Our focus is threefold. First to deliver improved financial performance on a consistent basis, next to refine our business model and tried to focus and strategy and to better position Flagstar for long term stability and success. We have implemented a new organizational structure to better align profit centers, promote accountability, and improve corporate governance.
Our Executive Management Team, see considerable promise in the Flagstar franchise and strong potential for a return to profitable growth and diversification of earnings. I would like to take a few moments to discuss some of the highlights of our plan for 2010. We have developed a comprehensive business plan that focuses on the quality of our legacy loan portfolio, improved operating efficiencies, and new revenue sources.
This plan has been approved by our Board of Directors and has been reviewed without objection by our primary regulator. Great deals of resources have been allocated to addressing the elevated levels of delinquencies and problem loans in our residential and commercial real estate portfolios.
Significant losses have been incurred over the past several years as the markets we serve have been hard hit with higher unemployment, a weak housing market, and increasing vacancies in commercial real estate. We have increased our loan loss reserve to almost 6.8% of loans held for investment.
In addition, virtually no new loans have put on our balance sheet since 2007. Our forecast for loan loss division that would provide as one of our key drivers has been estimated assuming continued weakness in employment and housing values. As the portfolio continues to season, year-over-year non-performing assets increased to $1.3 billion at December 31, 2009, from $848 million at December 31, 2008, which led to both credit losses and a reduction in net interest margin.
We believe our asset quality issues are well understood and being managed appropriately. We continue to allocate additional resources to accelerate the disposition of problem assets and improve our servicing capabilities. We are projecting that these efforts will mitigate losses and improve net interest margin.

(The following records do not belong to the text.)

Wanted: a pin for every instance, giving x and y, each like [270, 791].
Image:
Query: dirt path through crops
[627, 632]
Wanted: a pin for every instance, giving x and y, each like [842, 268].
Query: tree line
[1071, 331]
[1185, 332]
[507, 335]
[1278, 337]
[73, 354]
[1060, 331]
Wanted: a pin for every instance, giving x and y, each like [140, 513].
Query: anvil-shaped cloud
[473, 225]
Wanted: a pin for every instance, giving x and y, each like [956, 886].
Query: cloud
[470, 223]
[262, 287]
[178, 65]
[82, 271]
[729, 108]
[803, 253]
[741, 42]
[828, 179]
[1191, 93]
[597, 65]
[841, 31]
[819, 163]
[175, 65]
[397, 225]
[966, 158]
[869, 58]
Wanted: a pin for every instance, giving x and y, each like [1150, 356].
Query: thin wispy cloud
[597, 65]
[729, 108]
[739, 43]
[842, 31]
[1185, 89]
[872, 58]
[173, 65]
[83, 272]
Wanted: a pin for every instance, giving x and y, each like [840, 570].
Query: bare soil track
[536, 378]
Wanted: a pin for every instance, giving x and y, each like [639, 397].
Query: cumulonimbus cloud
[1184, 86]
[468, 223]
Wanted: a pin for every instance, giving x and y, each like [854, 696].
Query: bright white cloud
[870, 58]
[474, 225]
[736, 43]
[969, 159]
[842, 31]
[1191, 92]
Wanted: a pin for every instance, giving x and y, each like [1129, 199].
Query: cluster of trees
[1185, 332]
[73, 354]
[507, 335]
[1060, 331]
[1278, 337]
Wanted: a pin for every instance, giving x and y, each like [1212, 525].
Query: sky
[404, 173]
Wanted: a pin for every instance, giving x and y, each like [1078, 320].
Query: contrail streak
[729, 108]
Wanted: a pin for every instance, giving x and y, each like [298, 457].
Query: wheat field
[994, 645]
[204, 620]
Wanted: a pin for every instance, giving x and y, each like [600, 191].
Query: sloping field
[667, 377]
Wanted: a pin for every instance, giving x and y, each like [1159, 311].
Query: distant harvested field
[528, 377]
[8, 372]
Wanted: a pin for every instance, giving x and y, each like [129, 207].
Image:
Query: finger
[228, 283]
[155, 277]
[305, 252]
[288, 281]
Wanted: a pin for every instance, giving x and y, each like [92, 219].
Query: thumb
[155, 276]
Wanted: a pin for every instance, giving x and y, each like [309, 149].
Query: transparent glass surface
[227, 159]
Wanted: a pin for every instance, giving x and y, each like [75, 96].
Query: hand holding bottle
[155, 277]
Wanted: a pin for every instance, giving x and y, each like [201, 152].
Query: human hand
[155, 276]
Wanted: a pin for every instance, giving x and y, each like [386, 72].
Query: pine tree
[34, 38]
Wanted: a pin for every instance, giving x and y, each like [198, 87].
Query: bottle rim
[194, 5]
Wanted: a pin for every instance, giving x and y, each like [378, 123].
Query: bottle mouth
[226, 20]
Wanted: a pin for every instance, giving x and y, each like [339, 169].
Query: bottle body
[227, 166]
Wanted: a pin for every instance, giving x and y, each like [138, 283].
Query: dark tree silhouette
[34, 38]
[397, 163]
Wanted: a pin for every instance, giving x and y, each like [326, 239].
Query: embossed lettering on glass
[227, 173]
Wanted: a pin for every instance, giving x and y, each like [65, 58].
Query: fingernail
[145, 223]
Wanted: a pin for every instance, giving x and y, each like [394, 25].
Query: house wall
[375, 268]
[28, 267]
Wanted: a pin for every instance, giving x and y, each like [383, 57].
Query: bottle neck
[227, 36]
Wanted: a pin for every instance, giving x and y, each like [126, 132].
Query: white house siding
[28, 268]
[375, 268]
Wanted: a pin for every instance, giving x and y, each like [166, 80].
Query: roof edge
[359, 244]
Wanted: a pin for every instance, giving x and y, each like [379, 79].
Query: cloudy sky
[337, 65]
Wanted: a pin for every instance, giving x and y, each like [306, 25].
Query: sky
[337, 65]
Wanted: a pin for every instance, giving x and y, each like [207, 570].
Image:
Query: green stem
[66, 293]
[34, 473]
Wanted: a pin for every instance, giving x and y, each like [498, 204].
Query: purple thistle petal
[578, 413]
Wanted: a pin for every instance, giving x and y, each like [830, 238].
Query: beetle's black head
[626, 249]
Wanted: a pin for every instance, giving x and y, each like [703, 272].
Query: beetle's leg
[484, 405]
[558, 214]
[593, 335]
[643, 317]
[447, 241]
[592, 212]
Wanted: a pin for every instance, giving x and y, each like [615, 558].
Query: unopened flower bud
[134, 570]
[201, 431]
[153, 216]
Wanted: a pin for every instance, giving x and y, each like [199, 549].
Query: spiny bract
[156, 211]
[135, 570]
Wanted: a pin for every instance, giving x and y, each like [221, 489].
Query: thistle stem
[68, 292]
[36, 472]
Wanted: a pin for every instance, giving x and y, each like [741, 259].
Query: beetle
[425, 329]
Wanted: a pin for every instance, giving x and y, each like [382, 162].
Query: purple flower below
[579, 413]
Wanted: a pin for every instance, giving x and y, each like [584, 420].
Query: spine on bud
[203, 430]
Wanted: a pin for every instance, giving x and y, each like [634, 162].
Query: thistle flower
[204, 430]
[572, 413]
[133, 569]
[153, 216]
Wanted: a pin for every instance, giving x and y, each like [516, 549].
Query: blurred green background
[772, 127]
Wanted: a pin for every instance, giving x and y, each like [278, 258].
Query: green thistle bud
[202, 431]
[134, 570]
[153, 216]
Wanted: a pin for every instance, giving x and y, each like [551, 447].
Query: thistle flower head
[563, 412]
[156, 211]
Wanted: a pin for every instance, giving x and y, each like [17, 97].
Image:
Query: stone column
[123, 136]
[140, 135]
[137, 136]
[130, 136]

As I had mentioned, the increased delinquencies in our legacy balance sheet are attributable to a static pool of loans. In our commercial loan portfolio we believe that our substandard and otherwise classified assets peaked at September 30, 2009, at $462 million and have since been reduced by 10% to $415 million at December 31, 2009.
Similarly, the 30 and 60-day delinquent segment in our residential mortgage portfolio have shown some signs of improvement with the delinquency rate holding steady for much of 2009. The 90-day plus delinquent segment in our residential portfolio climb dramatically in 2008 and it continued to moderately increase throughout 2009.
However the rate of increase has flattened considerably during the second half of 2009. We have provided greater transparency relative to the composition and characteristics of the loan portfolios. The debt supporting our earnings release contains a variety of charts that may help you in getting more comfortable with the underlying portfolios and our ability to clean up the challenges of the legacy portfolios.
As you know, Flagstar, as one of the largest conforming mortgage originators in the United States, originating over $32 billion of residential mortgages in 2009.Currently, our mortgage banking operations comprised almost the entirety of Flagstar as well in generation. Absent a more diverse mix of revenue sources, such as consumer banking products, business loans, cash management, and treasury services, Flagstar has historically been subject to significant volatility from changes in the interest rate environment.